I'm 82 and just cofounded a tech startup. I have $57 saved and $15,000 in debt, but opportunities have always shown up in my life.
Briefly

Luis Bautista, 82, lives in Tucson, Arizona, and works as a personal life coach and tech startup cofounder, doing tasks such as prompt engineering. He keeps working because money is tight and because he chooses to remain active, saying he would not retire even if finances were adequate. He grew up poor in Chicago but had basic needs met. He began a career as a jazz drummer at 15, served in the Army during the Vietnam War and struggled on return, then retrained as a massage therapist in 1974 and later became a relaxation consultant and strategic advisor.

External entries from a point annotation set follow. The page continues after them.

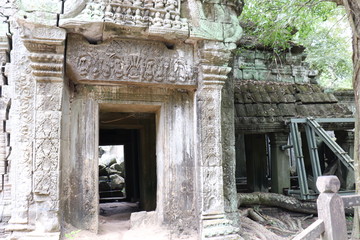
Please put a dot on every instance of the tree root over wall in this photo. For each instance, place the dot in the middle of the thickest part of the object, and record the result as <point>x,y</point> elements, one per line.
<point>276,200</point>
<point>256,224</point>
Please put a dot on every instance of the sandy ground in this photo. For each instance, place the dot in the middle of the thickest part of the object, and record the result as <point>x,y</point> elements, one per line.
<point>114,224</point>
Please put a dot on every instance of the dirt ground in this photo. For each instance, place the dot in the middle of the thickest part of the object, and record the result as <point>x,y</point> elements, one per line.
<point>114,224</point>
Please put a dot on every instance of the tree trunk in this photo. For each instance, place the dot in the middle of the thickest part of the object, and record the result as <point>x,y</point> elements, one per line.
<point>353,10</point>
<point>276,200</point>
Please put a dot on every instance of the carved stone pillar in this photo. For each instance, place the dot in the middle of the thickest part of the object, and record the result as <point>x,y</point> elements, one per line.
<point>280,166</point>
<point>346,140</point>
<point>46,54</point>
<point>213,73</point>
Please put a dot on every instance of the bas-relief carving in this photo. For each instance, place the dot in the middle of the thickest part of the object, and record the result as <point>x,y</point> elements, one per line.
<point>24,149</point>
<point>130,61</point>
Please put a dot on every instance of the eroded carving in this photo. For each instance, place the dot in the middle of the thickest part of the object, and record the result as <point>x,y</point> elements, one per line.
<point>161,16</point>
<point>130,61</point>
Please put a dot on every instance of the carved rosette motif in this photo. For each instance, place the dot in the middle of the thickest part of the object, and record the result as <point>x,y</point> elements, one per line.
<point>213,73</point>
<point>129,62</point>
<point>47,60</point>
<point>4,110</point>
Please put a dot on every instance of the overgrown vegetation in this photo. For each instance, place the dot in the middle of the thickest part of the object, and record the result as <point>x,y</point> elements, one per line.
<point>320,26</point>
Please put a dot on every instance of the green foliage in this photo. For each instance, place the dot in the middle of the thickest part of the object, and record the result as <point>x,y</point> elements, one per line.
<point>318,25</point>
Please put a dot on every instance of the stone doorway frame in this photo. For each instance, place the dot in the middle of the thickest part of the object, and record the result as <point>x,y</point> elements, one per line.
<point>88,111</point>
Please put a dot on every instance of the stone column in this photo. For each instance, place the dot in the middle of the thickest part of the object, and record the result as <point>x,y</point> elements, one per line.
<point>256,164</point>
<point>213,73</point>
<point>346,140</point>
<point>46,47</point>
<point>331,208</point>
<point>279,163</point>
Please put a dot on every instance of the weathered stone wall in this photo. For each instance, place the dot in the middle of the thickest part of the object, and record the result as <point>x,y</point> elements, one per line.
<point>265,65</point>
<point>5,102</point>
<point>54,115</point>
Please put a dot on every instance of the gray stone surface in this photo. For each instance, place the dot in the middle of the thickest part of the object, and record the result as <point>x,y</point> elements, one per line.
<point>170,59</point>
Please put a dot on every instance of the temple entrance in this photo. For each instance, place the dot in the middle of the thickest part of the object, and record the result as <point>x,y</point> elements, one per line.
<point>127,165</point>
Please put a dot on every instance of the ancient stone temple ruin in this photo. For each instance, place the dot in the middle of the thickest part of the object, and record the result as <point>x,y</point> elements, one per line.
<point>71,68</point>
<point>152,75</point>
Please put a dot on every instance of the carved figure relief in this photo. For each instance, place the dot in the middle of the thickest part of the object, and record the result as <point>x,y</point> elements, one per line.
<point>130,61</point>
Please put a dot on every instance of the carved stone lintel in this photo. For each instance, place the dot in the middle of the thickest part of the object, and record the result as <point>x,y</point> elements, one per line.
<point>124,61</point>
<point>46,47</point>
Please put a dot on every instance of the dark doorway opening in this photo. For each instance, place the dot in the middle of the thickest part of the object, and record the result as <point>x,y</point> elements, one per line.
<point>136,133</point>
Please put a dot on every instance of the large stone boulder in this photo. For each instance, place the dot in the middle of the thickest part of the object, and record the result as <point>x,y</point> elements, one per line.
<point>117,182</point>
<point>103,170</point>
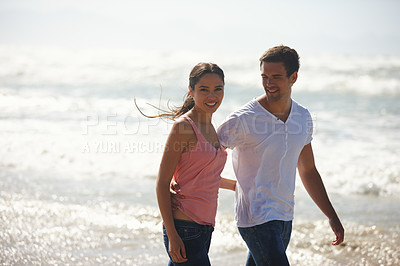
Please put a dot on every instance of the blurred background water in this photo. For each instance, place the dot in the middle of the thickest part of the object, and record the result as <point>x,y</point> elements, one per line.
<point>78,162</point>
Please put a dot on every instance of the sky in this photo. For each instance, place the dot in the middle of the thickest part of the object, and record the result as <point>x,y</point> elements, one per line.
<point>350,27</point>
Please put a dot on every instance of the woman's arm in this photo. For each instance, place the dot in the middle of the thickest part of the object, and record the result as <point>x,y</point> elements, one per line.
<point>228,184</point>
<point>177,143</point>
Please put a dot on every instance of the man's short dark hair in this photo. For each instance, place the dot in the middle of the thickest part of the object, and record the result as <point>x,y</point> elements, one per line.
<point>284,54</point>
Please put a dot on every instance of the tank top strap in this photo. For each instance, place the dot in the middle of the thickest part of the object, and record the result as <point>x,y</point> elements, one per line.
<point>195,129</point>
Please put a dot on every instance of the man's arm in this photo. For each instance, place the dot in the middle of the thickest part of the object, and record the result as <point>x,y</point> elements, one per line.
<point>315,187</point>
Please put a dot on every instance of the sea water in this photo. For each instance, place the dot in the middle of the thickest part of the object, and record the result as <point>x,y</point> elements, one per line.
<point>78,162</point>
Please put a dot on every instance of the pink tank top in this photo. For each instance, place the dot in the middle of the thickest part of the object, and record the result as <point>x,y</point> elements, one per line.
<point>198,174</point>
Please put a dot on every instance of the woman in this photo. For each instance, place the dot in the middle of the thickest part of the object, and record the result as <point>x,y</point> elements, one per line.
<point>194,159</point>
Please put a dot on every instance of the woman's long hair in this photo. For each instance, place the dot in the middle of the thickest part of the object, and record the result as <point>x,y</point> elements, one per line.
<point>197,72</point>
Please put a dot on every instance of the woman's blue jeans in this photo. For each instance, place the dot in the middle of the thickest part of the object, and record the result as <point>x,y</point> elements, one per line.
<point>196,238</point>
<point>267,243</point>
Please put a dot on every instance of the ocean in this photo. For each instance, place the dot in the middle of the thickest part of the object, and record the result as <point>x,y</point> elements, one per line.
<point>78,162</point>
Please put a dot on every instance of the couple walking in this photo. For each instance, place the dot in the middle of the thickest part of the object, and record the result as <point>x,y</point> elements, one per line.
<point>269,136</point>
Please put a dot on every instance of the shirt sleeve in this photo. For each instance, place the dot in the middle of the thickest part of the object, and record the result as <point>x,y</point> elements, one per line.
<point>310,127</point>
<point>231,132</point>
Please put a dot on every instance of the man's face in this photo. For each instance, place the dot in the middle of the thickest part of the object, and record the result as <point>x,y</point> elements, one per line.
<point>275,81</point>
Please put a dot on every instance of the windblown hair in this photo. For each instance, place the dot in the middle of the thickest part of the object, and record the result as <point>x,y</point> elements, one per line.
<point>197,72</point>
<point>284,54</point>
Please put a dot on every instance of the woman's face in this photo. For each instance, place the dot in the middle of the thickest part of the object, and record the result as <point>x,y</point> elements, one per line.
<point>208,93</point>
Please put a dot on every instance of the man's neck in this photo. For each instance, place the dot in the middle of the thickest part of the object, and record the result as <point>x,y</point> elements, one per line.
<point>280,109</point>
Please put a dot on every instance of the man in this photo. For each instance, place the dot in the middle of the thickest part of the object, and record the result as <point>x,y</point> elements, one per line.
<point>270,136</point>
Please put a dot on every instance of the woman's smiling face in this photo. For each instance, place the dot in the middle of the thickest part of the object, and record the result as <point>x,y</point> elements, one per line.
<point>208,93</point>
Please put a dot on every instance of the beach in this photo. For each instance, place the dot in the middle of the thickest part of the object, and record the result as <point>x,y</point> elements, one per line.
<point>78,162</point>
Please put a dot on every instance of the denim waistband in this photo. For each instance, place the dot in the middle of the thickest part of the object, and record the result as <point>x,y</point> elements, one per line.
<point>184,223</point>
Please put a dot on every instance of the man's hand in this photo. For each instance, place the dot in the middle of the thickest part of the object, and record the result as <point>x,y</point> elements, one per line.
<point>175,195</point>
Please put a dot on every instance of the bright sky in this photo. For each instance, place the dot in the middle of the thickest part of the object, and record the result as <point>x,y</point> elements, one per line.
<point>365,27</point>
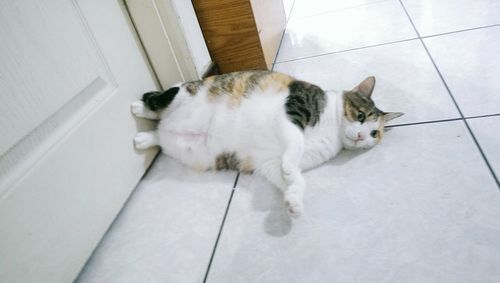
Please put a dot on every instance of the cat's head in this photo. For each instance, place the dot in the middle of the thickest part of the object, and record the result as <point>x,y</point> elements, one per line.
<point>363,123</point>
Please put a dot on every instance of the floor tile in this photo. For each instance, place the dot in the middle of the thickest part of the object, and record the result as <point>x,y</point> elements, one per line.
<point>470,67</point>
<point>435,17</point>
<point>486,131</point>
<point>420,207</point>
<point>406,79</point>
<point>365,25</point>
<point>167,230</point>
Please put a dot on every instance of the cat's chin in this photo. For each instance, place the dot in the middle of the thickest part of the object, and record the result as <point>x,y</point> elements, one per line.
<point>353,145</point>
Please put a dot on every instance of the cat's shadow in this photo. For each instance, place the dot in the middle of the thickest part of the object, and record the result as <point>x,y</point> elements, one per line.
<point>266,199</point>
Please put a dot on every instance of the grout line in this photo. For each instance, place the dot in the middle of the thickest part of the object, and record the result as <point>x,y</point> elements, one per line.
<point>283,35</point>
<point>482,116</point>
<point>381,44</point>
<point>452,98</point>
<point>345,50</point>
<point>441,121</point>
<point>459,31</point>
<point>221,227</point>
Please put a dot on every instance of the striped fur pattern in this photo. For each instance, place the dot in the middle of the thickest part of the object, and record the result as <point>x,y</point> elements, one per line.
<point>261,122</point>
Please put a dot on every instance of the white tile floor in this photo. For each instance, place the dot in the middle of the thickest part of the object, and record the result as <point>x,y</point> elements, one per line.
<point>424,206</point>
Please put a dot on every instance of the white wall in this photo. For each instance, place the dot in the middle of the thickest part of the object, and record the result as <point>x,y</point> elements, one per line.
<point>193,35</point>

I grew up in a poor family in Chicago. My mom and dad had a hard life, and yet we had a roof over our heads. We always had clean clothes, we had food, and we went to school. I've worked different jobs, and I'm now a strategic advisor for a startup, but I have barely any money saved. I live paycheck to paycheck.
I started playing when I was 15, and by the time I was 17, I was working full-time. I played weddings and whatever came across my desk. I did that for 15 years. It was a hard profession with lots of drinking and traveling, and you really don't make a lot of money. I was drafted into the Army during the Vietnam War, and when I came back from that, I was depressed and hopeless.